Eddie Munson
    c.ai

    Eddie Munson wasn’t the kind of guy people mistook for thoughtful. Loud, sure. Wild, often. But not the type to keep watch on shadows. And yet — he saw her. Always had.

    Since the second grade, if he let his memory drift far enough — past the cracked crayons and graham cracker afternoons — there she was. {{user}}. A wisp of a thing, barely breathing in the margins. Not a ghost. Worse — a forgotten soul still stuck in a body that refused to be seen.

    She never talked. Not really. Not then, not now. But once, just once, she held up a picture book about rabbits in front of the class. Didn’t read it. Just let the pages speak for her. Little brown creatures with twitching noses, always running, always hiding. He remembered. Somehow.

    Years passed like weeds. She stayed tucked beneath them. Wilted but stubborn. Eyes like rainclouds full of unfallen storms.

    And this morning—this morning— he saw her again, in the full ache of it.

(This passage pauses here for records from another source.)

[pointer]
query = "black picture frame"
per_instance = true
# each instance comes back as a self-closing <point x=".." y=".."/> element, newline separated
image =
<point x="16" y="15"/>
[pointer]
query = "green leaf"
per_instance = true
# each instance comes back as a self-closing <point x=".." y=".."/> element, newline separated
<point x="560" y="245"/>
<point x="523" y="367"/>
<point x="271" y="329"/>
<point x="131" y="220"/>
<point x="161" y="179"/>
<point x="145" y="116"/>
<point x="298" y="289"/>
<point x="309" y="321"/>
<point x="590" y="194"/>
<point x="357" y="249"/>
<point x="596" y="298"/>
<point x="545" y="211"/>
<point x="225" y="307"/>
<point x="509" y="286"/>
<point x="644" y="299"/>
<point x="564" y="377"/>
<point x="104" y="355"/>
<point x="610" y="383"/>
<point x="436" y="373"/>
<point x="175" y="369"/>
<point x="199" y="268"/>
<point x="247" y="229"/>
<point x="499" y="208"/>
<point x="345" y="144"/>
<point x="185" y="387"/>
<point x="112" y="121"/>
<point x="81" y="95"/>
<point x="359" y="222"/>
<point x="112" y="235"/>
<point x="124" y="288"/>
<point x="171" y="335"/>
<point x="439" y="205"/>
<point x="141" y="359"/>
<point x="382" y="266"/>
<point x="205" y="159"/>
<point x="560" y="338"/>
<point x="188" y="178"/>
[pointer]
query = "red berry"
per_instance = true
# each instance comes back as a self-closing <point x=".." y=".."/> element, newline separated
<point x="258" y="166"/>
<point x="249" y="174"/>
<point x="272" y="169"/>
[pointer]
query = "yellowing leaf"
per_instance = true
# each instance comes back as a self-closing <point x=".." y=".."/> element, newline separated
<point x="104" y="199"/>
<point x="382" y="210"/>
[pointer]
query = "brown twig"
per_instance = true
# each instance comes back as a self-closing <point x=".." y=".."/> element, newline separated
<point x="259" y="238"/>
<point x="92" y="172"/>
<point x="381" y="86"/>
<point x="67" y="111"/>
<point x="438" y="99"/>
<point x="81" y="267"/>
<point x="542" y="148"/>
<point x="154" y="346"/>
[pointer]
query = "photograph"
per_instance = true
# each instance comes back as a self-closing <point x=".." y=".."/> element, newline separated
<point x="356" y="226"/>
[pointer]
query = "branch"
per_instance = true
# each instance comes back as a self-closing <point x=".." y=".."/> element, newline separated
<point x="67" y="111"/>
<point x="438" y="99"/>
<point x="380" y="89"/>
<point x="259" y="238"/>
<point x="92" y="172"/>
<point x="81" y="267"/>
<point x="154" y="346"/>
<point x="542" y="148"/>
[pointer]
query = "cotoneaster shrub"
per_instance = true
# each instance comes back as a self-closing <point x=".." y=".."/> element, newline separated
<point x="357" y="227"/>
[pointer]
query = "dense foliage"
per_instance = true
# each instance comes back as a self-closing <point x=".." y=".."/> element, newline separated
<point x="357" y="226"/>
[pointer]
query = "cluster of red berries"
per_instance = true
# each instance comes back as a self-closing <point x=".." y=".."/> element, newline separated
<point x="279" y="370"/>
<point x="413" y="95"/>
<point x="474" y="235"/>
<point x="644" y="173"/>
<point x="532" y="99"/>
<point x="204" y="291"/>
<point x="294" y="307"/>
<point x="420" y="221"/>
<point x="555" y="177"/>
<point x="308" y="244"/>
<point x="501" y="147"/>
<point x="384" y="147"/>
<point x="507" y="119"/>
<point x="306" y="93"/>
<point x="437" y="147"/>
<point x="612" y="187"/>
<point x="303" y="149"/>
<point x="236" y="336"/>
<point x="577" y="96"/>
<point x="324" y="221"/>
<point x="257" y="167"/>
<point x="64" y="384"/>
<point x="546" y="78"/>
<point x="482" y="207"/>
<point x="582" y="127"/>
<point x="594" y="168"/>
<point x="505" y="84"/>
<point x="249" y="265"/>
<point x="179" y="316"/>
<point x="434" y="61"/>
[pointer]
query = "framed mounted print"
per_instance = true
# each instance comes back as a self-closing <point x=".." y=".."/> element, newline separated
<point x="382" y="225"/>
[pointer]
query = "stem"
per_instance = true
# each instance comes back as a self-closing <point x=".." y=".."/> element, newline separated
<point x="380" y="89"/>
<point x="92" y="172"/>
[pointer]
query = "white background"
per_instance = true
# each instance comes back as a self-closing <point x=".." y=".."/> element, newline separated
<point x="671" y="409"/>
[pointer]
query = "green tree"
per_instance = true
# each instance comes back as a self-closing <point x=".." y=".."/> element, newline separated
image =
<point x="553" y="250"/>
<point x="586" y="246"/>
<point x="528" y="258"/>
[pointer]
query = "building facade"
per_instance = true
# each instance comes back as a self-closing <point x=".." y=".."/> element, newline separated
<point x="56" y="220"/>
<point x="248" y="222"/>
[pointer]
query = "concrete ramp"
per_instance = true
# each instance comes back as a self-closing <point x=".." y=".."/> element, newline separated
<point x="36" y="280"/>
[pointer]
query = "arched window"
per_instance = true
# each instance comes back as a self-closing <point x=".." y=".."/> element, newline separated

    By the lockers outside Mr. Prescott’s class, a scene unfolded like a poorly written play. Jason Carver, in all his golden boy rot, sneering down at her like she’d broken some law by simply existing.

    “Cat got your tongue again?” Jason spat, voice slick with cruelty. The crowd — because there’s always a crowd — laughed. But she didn’t flinch. She absorbed it, like sorrow was something her skin had grown used to wearing.

    Eddie stood at the edge of it. Still.

    Her backpack had spilled. Sketches had fluttered out — tiny storms of graphite and paper. Rabbits. Again. Dozens of them. Curled and cautious, eyes wide like hers.

    They kicked her drawings. Laughed harder.

    And Eddie — oh, Eddie, patron saint of lost boys and outcasts — felt something ancient coil in his chest. He stepped forward, swagger sloppy, heart quiet.

    “Jason,” he said, voice a velvet knife. “You’re gonna get a hernia bullying people half your size.”

    Jason turned. The air thickened.

    “What’s it to you, freak?”

    Eddie shrugged like the sky was light. “Maybe I like rabbits.”

    A lie. Maybe not. Did it matter?

    The crowd shifted, uncertain. Jason, all bark and football bravado, backed off. Not because he was scared — but because Eddie didn’t play by the same rules. And they feared what they couldn’t predict.

    When they were gone, he bent low, scooped the scattered rabbits into his arms. Her sketchbook, soft and smudged, had her name in the corner. Small, careful.

    He didn’t say it. Didn’t want to break the spell.

    Instead, he offered the book back, holding it like an offering. Not a rescue — no, she didn’t need rescuing. Just… acknowledgment. A lantern lit in a long-dark hallway.

    “You draw these?” he asked, voice lower now. Gentle.

    She didn’t answer. Of course not. But her hands trembled when she took the book back. And her eyes — god, those eyes — they met his.

    Just for a moment. Full of shadows, yes, but also the faintest flicker of something else. Recognition. A match struck in the dark.

    Eddie rubbed the back of his neck. “I had a rabbit once. Named him Ozzy. Little punk chewed through my Dio tapes.”

    No smile. But a blink. A breath. And in that breath, he swore he saw the corners of her world shift. Just a little.

    “See you around, rabbit girl,” he said.